在這種情境下,她的笑,帶給我的,是一種陰森詭異的感覺。

“我才不心虛,請你正常一點,你那麽突然把這個娃娃舉到我麵前,正常人都會被嚇著的好麽?”

“那就好那就好,你們兩個,還都是年輕人,幽姐我可是過來人了,我是希望你們別犯錯,要不然啊,活著的時候,他們是你的孩子,等到你殺死了他們,他們還是你的孩子,會回來找你們的,嗬嗬……”說到這裏,幽暖暖抬起頭,對著空氣說:“看,他們都回來了呢。”

她這話,再次把我與大熊渾身的雞皮疙瘩都嚇了出來。

大熊忍不住打斷她說:“幽姐,你能不能別嚇我們,我們今天才剛認識呢,你就把我們嚇破膽的話,我們以後都不敢到你店裏來了。”

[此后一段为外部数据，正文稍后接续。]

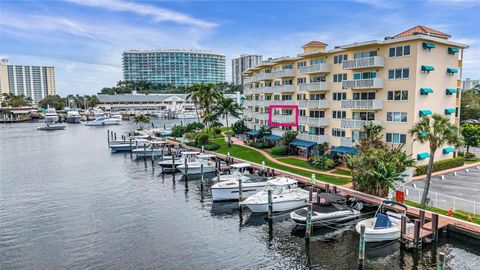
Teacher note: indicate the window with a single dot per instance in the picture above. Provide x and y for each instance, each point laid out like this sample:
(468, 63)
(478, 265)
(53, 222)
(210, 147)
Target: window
(339, 96)
(398, 73)
(338, 132)
(340, 58)
(339, 77)
(339, 114)
(399, 51)
(396, 138)
(397, 117)
(397, 95)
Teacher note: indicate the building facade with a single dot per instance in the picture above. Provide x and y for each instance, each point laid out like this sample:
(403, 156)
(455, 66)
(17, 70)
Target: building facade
(328, 95)
(173, 67)
(35, 82)
(244, 62)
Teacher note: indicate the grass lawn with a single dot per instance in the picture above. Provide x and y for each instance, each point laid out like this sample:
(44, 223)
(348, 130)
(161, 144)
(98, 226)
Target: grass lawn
(238, 151)
(456, 214)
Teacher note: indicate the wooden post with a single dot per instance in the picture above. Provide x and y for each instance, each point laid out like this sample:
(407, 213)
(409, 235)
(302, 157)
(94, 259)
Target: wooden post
(270, 204)
(361, 247)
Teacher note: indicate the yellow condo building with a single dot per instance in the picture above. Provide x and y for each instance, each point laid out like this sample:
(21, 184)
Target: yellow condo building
(327, 95)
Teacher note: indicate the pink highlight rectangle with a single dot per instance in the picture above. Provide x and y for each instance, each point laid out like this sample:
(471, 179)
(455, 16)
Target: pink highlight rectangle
(270, 112)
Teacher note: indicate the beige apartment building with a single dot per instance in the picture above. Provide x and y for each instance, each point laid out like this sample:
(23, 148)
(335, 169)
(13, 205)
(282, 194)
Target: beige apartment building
(391, 82)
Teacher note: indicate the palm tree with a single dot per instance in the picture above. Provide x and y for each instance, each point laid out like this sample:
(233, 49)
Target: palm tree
(437, 131)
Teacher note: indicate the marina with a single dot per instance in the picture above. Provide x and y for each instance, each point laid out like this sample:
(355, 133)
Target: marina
(111, 210)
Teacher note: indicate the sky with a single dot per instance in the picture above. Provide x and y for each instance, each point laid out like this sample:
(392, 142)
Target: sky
(84, 39)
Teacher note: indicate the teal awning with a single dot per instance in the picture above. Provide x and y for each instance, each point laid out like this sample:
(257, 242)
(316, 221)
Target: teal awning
(425, 113)
(447, 150)
(426, 91)
(428, 68)
(428, 46)
(449, 111)
(273, 138)
(423, 155)
(303, 143)
(452, 50)
(452, 70)
(451, 91)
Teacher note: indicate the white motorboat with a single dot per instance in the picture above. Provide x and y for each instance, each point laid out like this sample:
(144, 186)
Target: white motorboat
(386, 225)
(332, 210)
(103, 121)
(195, 163)
(286, 195)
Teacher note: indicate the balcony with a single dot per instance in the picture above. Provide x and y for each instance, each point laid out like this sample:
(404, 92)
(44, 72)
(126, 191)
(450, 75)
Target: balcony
(315, 86)
(356, 124)
(283, 73)
(313, 138)
(374, 104)
(312, 121)
(375, 83)
(314, 104)
(368, 62)
(320, 68)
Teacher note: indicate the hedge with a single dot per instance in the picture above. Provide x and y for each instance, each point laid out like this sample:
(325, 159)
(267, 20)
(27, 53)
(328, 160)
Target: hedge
(441, 165)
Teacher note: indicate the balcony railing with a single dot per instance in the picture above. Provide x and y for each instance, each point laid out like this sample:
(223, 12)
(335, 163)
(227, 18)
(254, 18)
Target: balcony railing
(320, 68)
(312, 121)
(374, 83)
(368, 62)
(313, 138)
(374, 104)
(315, 86)
(314, 104)
(283, 73)
(356, 124)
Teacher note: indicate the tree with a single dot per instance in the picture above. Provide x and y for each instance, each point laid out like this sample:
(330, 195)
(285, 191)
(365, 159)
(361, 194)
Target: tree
(471, 135)
(436, 131)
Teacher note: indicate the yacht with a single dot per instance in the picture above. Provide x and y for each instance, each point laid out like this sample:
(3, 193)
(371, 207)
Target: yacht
(286, 195)
(73, 117)
(385, 225)
(194, 164)
(332, 210)
(103, 121)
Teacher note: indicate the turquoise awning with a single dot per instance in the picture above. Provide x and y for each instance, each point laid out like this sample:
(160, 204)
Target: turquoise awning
(452, 70)
(428, 46)
(428, 68)
(449, 111)
(273, 138)
(425, 113)
(303, 143)
(452, 50)
(447, 150)
(451, 91)
(423, 155)
(426, 91)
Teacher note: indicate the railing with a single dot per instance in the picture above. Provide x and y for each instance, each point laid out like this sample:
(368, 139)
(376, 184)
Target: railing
(363, 84)
(374, 104)
(319, 68)
(312, 121)
(356, 124)
(315, 86)
(314, 104)
(313, 138)
(375, 61)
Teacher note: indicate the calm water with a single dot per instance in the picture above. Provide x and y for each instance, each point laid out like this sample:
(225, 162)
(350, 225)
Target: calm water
(66, 202)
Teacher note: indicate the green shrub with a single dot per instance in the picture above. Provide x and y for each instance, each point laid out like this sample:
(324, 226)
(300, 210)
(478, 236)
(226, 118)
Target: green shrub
(441, 165)
(280, 150)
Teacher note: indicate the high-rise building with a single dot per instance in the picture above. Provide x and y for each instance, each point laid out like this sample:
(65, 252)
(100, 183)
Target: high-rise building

“不會不會,我怎麽會嚇你們呢,這不是你們在問我店名的由來麽,我就回答你們啊。現在記住了嗎?靈歸來,就是嬰靈歸來,他們的父母不要他們了,我會收留他們,給他們一個溫暖的家的。”說完,幽暖暖一手拿著剛才那個畸形的娃娃,另一隻手溫柔地撫摸著她的臉龐,就像是在撫摸著自己的孩子一樣。

她的這個動作,讓我覺得,她應該是有孩子的,因為她那種撫摸孩子時的母性關懷,是很自然的,發自內心的。而她的這個年齡,如果沒有生過孩子,那才是不正常。

我與大熊呆在這個昏暗的靈歸來店裏麵,看著這詭異的女老板,心裏都覺得很壓抑。並且看她這樣子,我們今天應該也是問不出來什麽其他消息了,再一個,我們現在是暗中調查,不能讓她察覺到我們與小薇認識,所以,我與大熊一對眼,就準備告辭離開。

“幽姐,今天時間不早了,我們還有事,就先回去了,下次有時間,我們兄弟二人再來店裏看你啊。”大熊客套地說著。

“好啊,兩位小老弟,你們可慢著走。”幽暖暖抱著手中的女娃娃,笑著對我們說。

她是把娃娃橫著抱在懷中的,娃娃的臉是向著她的身體那邊,我們隻能看見娃娃的後腦勺。她的這個抱法,就與人們平常抱小孩的動作一樣。

她這樣抱,正好我不用看見娃娃那詭異的臉龐,以及那血紅色的眼睛。

大熊都告辭了,我也隨口說道:“幽姐,那我們先走了。”

我剛說完,隻見幽暖暖懷中的娃娃突然就轉過了頭,一雙血紅色的眼睛直直地盯著我。

這一次,我再也無法淡定了,驚得“啊”地一聲大叫了起來,心髒也劇烈地跳動著。

這實在是太詭異了,這不是陶瓷做的娃娃麽,為什麽會動?

而且娃娃的下半身一直沒動,就隻有臉突然轉了過來。